Malgré l’avis de Mme la rapporteure et même si je comprends ces amendements, M. le ministre délégué dit vrai : ils sont anticonstitutionnels, on l’a vu, et anticonventionnels.Dans un arrêt récent – pris il y a moins d’un mois et demi –, la Cour de justice de l’Union européenne place même la barre encore plus haut que M. le ministre délégué ne l’a dit : elle estime qu’un délit tel que la corruption d’agent public, passible dans notre droit de dix ans de prison et 1 million d’euros d’amende, n’est pas suffisamment grave pour justifier qu’un procureur ordonne la réquisition des données informatiques d’un suspect.Il faut donc trouver une solution, un patch constitutionnel et conventionnel. J’avais déposé un amendement à la loi d’orientation et de programmation du ministère de la justice 2023-2027, avec le soutien du garde des sceaux. Finalement, je l’ai retiré, au profit de la création […]

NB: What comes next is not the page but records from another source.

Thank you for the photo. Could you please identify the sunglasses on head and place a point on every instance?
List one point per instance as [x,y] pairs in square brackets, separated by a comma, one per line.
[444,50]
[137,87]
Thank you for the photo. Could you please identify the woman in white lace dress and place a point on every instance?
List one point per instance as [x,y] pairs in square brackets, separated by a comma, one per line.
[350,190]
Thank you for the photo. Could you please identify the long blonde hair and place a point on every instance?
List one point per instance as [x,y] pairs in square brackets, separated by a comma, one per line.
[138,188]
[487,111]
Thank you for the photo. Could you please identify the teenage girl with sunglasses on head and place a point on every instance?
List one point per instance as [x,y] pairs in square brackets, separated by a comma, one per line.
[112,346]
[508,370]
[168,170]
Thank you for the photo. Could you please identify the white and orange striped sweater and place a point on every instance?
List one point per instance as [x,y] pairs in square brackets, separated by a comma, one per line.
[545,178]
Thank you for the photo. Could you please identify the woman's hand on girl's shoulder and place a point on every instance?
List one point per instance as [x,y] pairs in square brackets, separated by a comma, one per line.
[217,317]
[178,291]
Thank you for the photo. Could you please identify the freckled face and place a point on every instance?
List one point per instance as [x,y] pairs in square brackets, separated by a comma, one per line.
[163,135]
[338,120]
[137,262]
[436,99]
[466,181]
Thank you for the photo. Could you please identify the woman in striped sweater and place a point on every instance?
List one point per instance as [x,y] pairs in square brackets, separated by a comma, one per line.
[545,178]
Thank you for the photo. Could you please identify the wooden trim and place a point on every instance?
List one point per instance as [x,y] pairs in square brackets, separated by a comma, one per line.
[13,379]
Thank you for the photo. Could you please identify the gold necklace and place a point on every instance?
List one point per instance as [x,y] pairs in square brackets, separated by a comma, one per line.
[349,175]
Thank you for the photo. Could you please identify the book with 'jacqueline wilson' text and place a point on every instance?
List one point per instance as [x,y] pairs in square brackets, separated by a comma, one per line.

La parole est à M. Philippe Gosselin.
Les jeunes disent « j’avoue, j’avoue ». Pour ma part, je n’avouerai pas sous la torture, mais je reconnais que les arguments du ministre délégué ont du poids.
Comme le ministre délégué lui-même, d’ailleurs !
Ce n’est pas celui qui a le plus de poids – je parle des kilogrammes ; mais vous nous égarez sur un chemin qui n’a aucun intérêt pour nos débats. Soyons sérieux.Pour parler rondement (Sourires) et comme cela a été dit, les amendements posent un problème de constitutionnalité et de conventionnalité.Ces arguments juridiques sérieux, que je ne conteste pas, laissent toutefois le problème entier ; il faut trouver les voies et moyens de le résoudre. Je sais que le garde des sceaux étudie le sujet. Parfait, mais nous ne pouvons nous en remettre seulement à son travail et à celui des membres de la mission flash. Je souhaite donc que le sujet soit traité pendant la navette parlementaire sur le présent texte – un engagement en ce sens de votre part, monsieur le ministre délégué, ferait évoluer nos positions sur ces amendements. Il est important qu’une mesure appropriée soit intégrée au texte.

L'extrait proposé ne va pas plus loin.